Recently, electromagnetic radiation in the terahertz frequency range, best known as terahertz rays (T-rays), has emerged as one of the most promising energy forms for measurement in a variety of applications in science and engineering. T-rays, residing in a relatively unexplored region between the microwave and infrared, are considered by many to be the last frontier in the electromagnetic spectrum. This has recently become accessible because of instrumentation advances and the acquisition of a system for T-ray imaging and spectroscopy is proposed. Initial interest in this system at Iowa State University was motivated by a number of applications in physics, chemistry and engineering, and includes applications to the characterization of photonic and metamaterials, solvation of ionic liquids, fundamental studies of multiphase combustion and flow processes, nondestructive evaluation of composite materials, and bioengineering. Given the newness and limited availability of such equipment, there will doubtlessly be numerous applications that are not initially expected. Accordingly, a portion of the user time will be set aside for innovative exploratory projects. In addition time will be made available to users from other institutions to allow others to explore these special opportunities.

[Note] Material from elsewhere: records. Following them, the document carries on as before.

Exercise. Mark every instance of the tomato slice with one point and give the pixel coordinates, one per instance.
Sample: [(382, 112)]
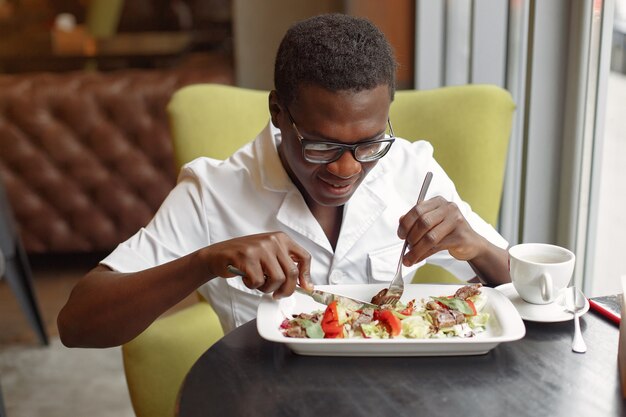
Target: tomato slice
[(330, 322), (409, 308), (470, 303), (392, 324)]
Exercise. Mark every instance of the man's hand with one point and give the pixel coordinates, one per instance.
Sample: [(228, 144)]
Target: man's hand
[(435, 225), (270, 262)]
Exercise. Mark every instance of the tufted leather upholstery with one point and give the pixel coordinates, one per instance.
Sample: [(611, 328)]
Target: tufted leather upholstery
[(86, 157)]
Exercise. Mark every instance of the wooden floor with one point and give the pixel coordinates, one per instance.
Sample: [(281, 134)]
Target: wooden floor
[(53, 278)]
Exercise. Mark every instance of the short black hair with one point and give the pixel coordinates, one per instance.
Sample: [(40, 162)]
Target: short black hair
[(334, 51)]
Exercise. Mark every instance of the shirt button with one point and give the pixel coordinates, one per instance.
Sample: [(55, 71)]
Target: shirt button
[(335, 277)]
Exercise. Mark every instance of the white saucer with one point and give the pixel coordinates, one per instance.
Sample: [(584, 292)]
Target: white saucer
[(547, 313)]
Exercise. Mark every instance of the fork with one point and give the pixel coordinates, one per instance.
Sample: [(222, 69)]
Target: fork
[(396, 288)]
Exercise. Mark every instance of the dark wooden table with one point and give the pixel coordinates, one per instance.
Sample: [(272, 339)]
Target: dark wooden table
[(539, 375)]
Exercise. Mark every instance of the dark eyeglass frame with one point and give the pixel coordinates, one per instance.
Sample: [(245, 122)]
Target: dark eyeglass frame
[(342, 146)]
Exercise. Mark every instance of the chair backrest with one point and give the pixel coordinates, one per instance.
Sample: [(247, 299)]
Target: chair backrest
[(156, 361), (201, 113)]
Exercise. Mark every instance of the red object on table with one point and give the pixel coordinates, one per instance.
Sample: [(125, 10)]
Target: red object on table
[(606, 308)]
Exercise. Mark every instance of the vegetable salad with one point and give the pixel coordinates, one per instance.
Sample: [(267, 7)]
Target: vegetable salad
[(458, 315)]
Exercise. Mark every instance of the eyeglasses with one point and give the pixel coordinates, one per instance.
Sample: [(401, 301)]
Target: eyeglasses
[(321, 152)]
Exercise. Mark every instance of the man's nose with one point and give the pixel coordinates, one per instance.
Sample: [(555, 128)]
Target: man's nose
[(346, 166)]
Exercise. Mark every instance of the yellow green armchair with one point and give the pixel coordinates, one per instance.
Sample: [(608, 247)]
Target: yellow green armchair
[(469, 127)]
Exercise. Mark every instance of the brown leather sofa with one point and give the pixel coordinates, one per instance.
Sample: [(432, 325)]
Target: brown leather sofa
[(85, 157)]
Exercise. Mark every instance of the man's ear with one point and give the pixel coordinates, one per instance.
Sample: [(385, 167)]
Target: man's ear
[(275, 108)]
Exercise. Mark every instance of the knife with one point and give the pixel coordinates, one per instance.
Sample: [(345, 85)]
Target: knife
[(322, 297)]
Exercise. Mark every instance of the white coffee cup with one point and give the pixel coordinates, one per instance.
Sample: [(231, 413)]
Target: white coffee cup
[(539, 270)]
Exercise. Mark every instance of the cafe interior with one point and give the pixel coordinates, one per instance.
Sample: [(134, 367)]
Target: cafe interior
[(103, 101)]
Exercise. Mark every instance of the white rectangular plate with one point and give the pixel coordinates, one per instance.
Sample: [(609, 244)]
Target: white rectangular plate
[(505, 325)]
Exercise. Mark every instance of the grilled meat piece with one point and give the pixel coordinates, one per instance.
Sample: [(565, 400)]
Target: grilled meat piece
[(467, 291)]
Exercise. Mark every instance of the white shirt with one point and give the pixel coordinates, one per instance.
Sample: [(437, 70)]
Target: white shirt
[(251, 193)]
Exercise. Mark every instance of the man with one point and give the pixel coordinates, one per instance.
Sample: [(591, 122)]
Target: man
[(325, 194)]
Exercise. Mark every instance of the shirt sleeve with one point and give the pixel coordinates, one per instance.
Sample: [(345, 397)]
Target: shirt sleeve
[(178, 228)]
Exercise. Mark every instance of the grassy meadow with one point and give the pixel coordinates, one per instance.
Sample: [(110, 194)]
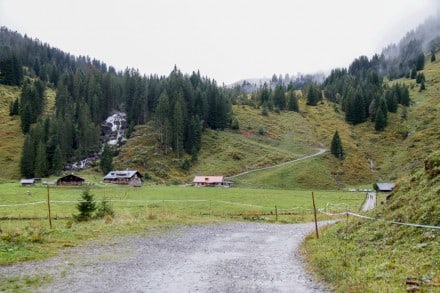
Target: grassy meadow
[(373, 256), (26, 234)]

The intellectual merit of the proposed equipment acquisition is extremely high, as would be expected when a new measurement frontier is opened. Among the reasons for this is the fact that the newly accessible terahertz frequency regime is one in which molecular resonances dominate. Accordingly, the absorption spectra of T-rays exhibit distinct signatures for substances such as water vapor, polar plastics, certain gases, DNA, crystalline solids, biofuel feedstocks and explosives. Examples of problems in which unique experimental information can be obtained by this technique are identified in the project areas described above and developed in greater detail in the proposal. The proposing team is in an excellent position to investigate these because of its strong experimental and theoretical programs in condensed matter physics, chemistry, combustion and environmental engineering, nondestructive evaluation and other areas of science and engineering. It is also anticipated that new interdisciplinary opportunities will manifest themselves as this broad group works in a common facility. The dedication of a portion of the user time to innovative exploratory projects and collaborative users from other institutions is designed to maximize the opportunity for exploratory research.
Significant Broader benefits to society will be a natural outcome of this instrumentation acquisition. In addition to fundamental scientific studies, applications of T-rays are rapidly emerging in a number of areas including the automotive, aviation, food, energy, materials, pharmaceuticals, medical diagnosis, forensics, defense, and homeland security. It can be expected that broad advances in such areas can be expected based on accessibility to the proposed equipment. The intellectual excitement associated with a new scientific tool, along with the existence of practical applications that have major benefit to society, will make this an area of significant interest to students. In addition to the obvious education of graduate and undergraduate students that will occur, this forefront instrumentation will serve as a magnet that will be a centerpiece in efforts to recruit and educate a more diverse student body. As an example, the Principal Investigator is currently engaged in programs aimed at increasing the involvement of Hispanic, African American and Native American students, and the facility built around this instrumentation should increase the attractiveness of those programs.